Affinity chromatography of Pseudomonas salicylate hydroxylase

In order to facilitate the purification of salicylate hydroxylase (salicylate 1-monooxygenase, EC 1.14.13.1) from Pseudomonas sp. RPP (ATCC 29351), an affinity chromatography procedure was developed employing immobilized salicylate as the affinity ligand. The immobilization was achieved by reacting p-aminosalicylate with the N-hydroxysuccinimide ester of Sepharose 4B-6-aminohexanoic acid. When the bacterial crude extract was chromatographed with this affinity column, salicylate hydroxylase was absorbed to the gel while the bulk of protein freely passed through. The absorbed enzyme was subsequently eluted from the affinity column by applying a 0–60 mm sodium salicylate gradient.
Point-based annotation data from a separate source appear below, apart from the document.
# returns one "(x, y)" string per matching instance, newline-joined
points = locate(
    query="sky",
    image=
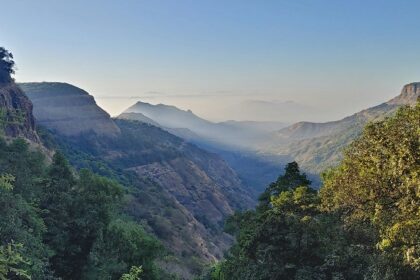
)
(215, 57)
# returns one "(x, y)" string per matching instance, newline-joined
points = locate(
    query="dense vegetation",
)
(56, 223)
(364, 223)
(6, 66)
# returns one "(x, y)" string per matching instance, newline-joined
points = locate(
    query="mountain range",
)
(182, 193)
(317, 146)
(188, 174)
(265, 146)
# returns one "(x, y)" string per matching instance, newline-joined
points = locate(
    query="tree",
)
(11, 261)
(134, 274)
(291, 179)
(6, 66)
(376, 187)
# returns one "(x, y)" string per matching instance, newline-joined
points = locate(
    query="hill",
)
(317, 146)
(182, 193)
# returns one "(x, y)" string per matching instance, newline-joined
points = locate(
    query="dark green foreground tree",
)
(63, 224)
(364, 223)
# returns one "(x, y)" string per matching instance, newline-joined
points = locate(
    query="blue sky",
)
(335, 56)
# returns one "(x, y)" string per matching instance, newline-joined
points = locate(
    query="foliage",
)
(134, 274)
(364, 223)
(10, 262)
(378, 183)
(64, 219)
(6, 66)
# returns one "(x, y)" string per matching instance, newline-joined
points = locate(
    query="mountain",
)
(16, 117)
(234, 141)
(263, 110)
(317, 146)
(68, 110)
(232, 134)
(182, 193)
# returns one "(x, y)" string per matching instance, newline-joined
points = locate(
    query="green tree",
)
(376, 187)
(134, 274)
(11, 261)
(6, 66)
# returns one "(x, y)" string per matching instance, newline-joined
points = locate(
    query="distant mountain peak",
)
(409, 95)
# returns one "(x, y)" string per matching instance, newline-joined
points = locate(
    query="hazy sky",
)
(336, 57)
Sodium dodecyl sulfate-polyacrylamide gel electrophoresis of the enzymatically most active fraction of the affinity effluent revealed salicylate hydroxylase was by far the most predominant protein but there were also small amounts of contaminating proteins. However, a virtually homogeneous enzyme preparation was obtained when the crude extract was first fractionated with a DE-52 anion-exchange column followed by the affinity step. The enzyme preparation obtained by this two-step procedure showed a specific activity of 14.9 units/mg and an A₄₅₀:A₃₇₂:A₂₈₀ of 1.01:1:10.23. Because most of the enzymes belonging to the class of external flavoprotein monooxygenase utilize salicylate analogs as substrates and share many other common properties, there is a strong possibility that the salicylate column may be useful for the purification of other member monooxygenases.